THE only thing harder than writing the perfect first novel is producing follow-ups which are equally satisfying, attracting new readers while not disappointing existing fans.
And Umberto Eco knows that problem better than most.
His first book, published when he was a 49-year-old professor of semiotics, was The Name of the Rose, a self-consciously postmodern take on the mediaeval world, in the form of a murder mystery.
First published in English in 1983, it went on to sell millions. Since then, Eco has produced a mini series of novels combining his knowledge and affection for the tropes of what might be considered sensationalist literature with a scholar's fascination for historical esoterica. The result is considerably more fun than that description suggests. Some was better than others, though none, it's fair to say, were as good as his debut.
His latest is no exception. The Prague Cemetery is certainly not trying to woo any new friends. It's a dense and often frustrating read. Some sentences are practically unreadable, laden down as they are with facts and exposition rather than the more usual diversions of plot or character.
But Eco illuminates an age like no other writer -- the era in this case being fin de siecle Paris, its filthy streets bristling with communists, conspirators and con men, Jesuits and Freemasons, and, most of all, Jews.
The novel was heavily criticised in its native Italy for having an anti-semitic narrator whose repulsion for Jews permeates every page, but that misses the point. (Or perhaps makes it.) No one can escape their time and place. Men are what they are at any given moment. Eco is hardly approving of his narrator's loathing for Jews, merely using this revolting man as a device to explore what happens when fanaticism and hatred take hold. Nineteenth-Century Paris, in that respect, isn't so different from our own era; we may have different phobias and obsessions, but they're no less passionate.
The narrator is Captain Simonini, a forger and double agent who undertakes to relate his story in order to fill in the puzzling gaps which have started appearing in his memory.
It's a common theme of Eco's work; the protagonist of his previous novel, 2006's The Mysterious Flame Of Queen Leona, has come out of a coma in a similar state of confusion.

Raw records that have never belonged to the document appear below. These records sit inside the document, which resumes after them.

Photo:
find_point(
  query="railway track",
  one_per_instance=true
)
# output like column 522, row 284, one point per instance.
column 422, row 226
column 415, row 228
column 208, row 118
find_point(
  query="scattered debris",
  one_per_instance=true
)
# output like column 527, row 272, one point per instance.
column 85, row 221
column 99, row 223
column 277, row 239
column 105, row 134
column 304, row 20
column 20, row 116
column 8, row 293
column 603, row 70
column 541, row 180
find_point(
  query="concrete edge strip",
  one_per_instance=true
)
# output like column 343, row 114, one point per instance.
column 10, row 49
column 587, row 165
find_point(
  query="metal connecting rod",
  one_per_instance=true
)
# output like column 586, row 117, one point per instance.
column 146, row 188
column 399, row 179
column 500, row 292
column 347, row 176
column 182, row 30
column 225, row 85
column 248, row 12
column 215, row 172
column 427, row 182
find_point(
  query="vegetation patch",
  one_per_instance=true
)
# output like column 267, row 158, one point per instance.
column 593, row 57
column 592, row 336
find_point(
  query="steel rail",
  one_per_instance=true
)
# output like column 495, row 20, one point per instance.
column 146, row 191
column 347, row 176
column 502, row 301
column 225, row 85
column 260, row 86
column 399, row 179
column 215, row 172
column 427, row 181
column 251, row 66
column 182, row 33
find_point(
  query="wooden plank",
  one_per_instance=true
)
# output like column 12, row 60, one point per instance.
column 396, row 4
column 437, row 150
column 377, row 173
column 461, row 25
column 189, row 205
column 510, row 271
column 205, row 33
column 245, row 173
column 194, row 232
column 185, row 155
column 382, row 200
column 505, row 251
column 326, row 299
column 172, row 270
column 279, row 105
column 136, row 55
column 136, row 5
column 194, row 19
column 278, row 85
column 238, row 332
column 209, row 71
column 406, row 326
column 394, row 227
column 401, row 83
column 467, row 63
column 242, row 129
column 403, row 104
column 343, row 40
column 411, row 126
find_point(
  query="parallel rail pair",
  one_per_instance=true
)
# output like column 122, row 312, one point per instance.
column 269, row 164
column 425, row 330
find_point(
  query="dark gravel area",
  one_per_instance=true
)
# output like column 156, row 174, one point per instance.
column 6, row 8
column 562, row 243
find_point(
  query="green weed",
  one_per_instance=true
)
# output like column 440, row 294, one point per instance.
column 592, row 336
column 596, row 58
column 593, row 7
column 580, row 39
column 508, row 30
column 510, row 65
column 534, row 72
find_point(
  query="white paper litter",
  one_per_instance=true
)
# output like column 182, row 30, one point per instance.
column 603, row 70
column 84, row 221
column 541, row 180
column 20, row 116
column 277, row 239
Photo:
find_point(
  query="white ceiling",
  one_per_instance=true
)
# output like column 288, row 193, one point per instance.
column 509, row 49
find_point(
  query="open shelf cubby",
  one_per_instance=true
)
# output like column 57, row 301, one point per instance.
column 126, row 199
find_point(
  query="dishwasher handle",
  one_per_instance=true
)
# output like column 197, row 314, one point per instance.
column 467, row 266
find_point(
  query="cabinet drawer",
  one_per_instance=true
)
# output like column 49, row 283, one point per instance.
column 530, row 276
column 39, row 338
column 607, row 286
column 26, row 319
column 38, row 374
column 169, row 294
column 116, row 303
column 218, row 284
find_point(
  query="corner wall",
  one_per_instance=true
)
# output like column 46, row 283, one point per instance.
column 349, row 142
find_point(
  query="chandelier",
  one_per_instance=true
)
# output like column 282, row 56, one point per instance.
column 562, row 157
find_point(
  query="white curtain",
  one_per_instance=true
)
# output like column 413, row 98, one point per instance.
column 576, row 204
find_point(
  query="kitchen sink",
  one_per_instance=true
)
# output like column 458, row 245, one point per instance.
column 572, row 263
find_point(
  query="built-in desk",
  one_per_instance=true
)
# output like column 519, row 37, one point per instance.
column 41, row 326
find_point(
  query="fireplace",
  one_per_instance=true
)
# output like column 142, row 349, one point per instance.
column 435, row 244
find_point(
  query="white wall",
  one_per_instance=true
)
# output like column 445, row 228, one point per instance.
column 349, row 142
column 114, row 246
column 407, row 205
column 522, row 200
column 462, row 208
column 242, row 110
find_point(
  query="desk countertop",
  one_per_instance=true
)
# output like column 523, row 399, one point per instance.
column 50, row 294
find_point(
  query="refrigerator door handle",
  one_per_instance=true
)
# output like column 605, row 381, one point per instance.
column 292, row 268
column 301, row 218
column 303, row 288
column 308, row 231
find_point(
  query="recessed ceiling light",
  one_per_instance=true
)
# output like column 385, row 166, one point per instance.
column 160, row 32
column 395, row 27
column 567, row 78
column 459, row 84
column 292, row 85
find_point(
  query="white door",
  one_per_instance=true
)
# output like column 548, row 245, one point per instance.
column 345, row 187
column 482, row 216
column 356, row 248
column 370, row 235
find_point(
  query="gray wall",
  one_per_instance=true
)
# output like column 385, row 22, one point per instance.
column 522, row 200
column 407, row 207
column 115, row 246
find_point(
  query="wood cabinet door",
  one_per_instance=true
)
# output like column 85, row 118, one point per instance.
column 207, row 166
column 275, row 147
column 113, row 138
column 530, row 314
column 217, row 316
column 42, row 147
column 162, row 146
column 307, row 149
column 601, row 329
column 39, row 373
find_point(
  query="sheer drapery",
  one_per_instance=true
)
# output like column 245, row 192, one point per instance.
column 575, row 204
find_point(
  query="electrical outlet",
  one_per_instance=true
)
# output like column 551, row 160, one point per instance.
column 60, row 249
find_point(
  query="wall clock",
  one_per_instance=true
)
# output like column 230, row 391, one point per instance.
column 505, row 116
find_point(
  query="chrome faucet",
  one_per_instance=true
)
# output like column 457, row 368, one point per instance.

And as in Foucalt's Pendulum (1988) what emerges in the course of this new novel is an overarching conspiracy, the difference here being that the conspiracy exists nowhere except in the minds of the narrator and others like him, men whose mistrust of Jews is so great that Eco ends up crediting Simonini with authorship of the notorious forgery The Protocols Of The Elders Of Zion, which purportedly lays out a Jewish plot to take over the world. The document infamously inspired Hitler.
This ultimate postmodern joke, of a forger who believes his own mental fantasies to such an extent that he ends up creating them, is a typical Eco conceit. A master of the epigram, he sums it up in a single sentence: "People only believe what they already know, and this is the beauty of the Universal Form of Conspiracy."
The author sets about demonstrating his point with gusto, putting about his fictitious narrator a gallery of entirely real historical figures, including Freud, who, despite being Jewish, has the bad grace to be charming company. The plot is implausible, but that's the point, too. It's as unbelievable as Captain Simonini's beliefs. Each bit of craziness echoes the other.
It also adds to the comedy of the piece, because Eco has always been a humourist as much as anything else, albeit that the humour needs to be mined sometimes from the seams of his heavily worn learning.
The Prague Cemetery is like another version of Woody Allen's Zelig, as the captain finds himself at the centre of practically every historical event in Italy and France from the mid-19th Century onwards.
The narrative form echoes the conspiracy theorist's tendency to see a hidden hand in every disparate event, and Eco does not even try to hide the artifice. In fact, for those who still don't get it, Eco includes a table at the end to help resolve the "fatal imbalance" between plot and story, for the benefit, as he puts it, "of the overly meticulous reader, or one who is not so quick on the uptake" -- both being facets of the same thing.
That sort of authorial trickiness infuriates some readers and delights others, but it's certainly never dull.